What is District Attorney Fani Willis up to in her racketeering case against President Trump et al in Georgia? That question tugs at us after the guilty plea by one of Mr. Trump’s former attorneys, Jenna Ellis. Her plea is to a felony, but she will avoid jail time by working with the prosecutors. She is the fourth defendant to come to such an arrangement. None will see the inside of a jail cell. Yet none have had to admit to racketeering. What kind of racket is this? 

The conventional wisdom is that these guilty pleas are an effort to focus the prosecution on Mr. Trump and, among others, Mayor Giuliani. The four defendants who turned state’s evidence have promised to testify “truthfully” — to, so to speak, spill the beans. The more cooperation, the theory goes, the more Mr. Trump should squirm. Letting defendants like Ms. Ellis off the hook, prosecutors will insist, is a small price to pay for her to sing.

At some point, though, it would appear that this case, built on Georgia’s version of the Racketeer Influenced and Corrupt Organizations Act — “RICO” for short — would want to turn up some real life racketeering. That is especially true because a racketeering charge presents all sorts of advantages for prosecutors, who can spin a conspiratorial web predicated not only on alleged crimes, but on otherwise innocuous “acts.”

The Department of Justice, sensing the potential for abuse of this protean charge, requires the approval of higher-ups before prosecutors can seek an indictment under the RICO Act. The government, despite the Supreme Court’s holding that the law should be interpreted “broadly,” also warns against using the charge with excessive imagination. Yet Ms. Willis has emerged as a RICO partisan, using the law against teachers and even rappers.

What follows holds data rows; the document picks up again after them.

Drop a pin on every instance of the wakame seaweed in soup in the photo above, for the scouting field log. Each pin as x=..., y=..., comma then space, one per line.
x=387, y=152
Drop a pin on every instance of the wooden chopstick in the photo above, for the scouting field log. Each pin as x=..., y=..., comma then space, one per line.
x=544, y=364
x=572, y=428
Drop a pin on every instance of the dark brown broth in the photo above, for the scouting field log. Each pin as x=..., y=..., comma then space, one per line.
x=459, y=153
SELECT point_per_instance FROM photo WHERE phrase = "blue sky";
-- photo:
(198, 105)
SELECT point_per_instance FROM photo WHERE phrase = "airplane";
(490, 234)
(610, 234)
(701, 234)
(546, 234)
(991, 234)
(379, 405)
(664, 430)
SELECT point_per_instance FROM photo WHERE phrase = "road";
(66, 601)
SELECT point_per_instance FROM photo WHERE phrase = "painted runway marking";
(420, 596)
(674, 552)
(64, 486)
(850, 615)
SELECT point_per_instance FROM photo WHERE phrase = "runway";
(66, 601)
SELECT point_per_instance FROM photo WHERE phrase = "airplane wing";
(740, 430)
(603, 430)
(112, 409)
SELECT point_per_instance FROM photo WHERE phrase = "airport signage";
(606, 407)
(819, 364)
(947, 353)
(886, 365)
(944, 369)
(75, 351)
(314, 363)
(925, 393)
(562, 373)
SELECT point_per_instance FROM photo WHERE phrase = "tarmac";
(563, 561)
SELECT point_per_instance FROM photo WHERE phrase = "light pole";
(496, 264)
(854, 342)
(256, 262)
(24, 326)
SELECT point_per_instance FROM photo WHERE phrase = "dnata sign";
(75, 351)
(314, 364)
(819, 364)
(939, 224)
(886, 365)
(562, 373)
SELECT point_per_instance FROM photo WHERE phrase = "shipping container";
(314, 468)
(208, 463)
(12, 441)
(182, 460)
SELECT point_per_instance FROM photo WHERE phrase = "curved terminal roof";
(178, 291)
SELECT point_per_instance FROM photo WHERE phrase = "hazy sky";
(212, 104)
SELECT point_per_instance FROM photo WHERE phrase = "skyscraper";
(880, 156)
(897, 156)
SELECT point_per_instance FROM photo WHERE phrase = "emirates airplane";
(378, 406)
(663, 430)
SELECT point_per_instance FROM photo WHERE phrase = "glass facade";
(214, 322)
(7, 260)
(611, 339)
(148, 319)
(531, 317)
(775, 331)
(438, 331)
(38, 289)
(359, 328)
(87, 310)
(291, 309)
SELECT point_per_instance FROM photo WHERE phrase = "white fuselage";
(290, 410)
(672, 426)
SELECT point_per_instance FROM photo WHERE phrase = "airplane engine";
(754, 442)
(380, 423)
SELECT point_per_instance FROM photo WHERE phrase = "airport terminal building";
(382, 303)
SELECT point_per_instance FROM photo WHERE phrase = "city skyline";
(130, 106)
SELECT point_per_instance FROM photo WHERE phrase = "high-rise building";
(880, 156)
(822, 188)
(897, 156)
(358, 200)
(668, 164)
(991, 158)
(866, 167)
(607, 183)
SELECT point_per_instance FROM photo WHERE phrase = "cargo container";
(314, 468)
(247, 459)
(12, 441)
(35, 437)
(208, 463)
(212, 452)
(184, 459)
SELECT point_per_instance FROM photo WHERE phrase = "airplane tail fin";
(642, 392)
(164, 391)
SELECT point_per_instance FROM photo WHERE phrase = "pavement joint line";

If things continue apace, though, a scenario could emerge in which none of the defendants  — save, maybe, Mr. Trump and one or two other big fish — are guilty of racketeering. While one of the defendants who has pleaded — the bail bondsman, Scott Hall — reasonably appears to be at the case’s periphery, the triad of cooperating attorneys —Ms. Powell, Ms. Ellis, and Mr. Chesebro — are often figured as the legal brains beyond the alleged plot.

If Ms. Willis could not make a racketeering charge stick against them, or did not think that a trial on that charge was worth the candle, it appears fair to wonder whether the case is itself an unripe — or wormy — peach. In Georgia,  a RICO charge is no mere technicality. It carries a five year minimum sentence behind bars, raising the possibility that Ms. Willis charged it less to convict than to squeeze her 19 defendants into a tale of her own telling. 

Imagine, then, what would happen were a squeeze play turned around. That is, if  President Trump were to open negotiations with, say, Ms. Ellis or, say, Mr. Chesebro and strike a written agreement with them in return for their “truthful” testimony. In his case he could, one imagines, pay their legal fees or oppose, should they be convicted, their getting a long sentence. If it were a federal case, he could even dangle a future pardon.  

Ms. Willis would no doubt at the top of her lungs cry witness tampering and seek to have him jailed. But what is the difference between her squeezing a witness and the defense doing so? We know that the history of plea bargaining is a long train of powder, but what is the logic of only one side having access to bargaining for favorable testimony? Just because this kind of thing is done all the time does not mean that it is part of due process.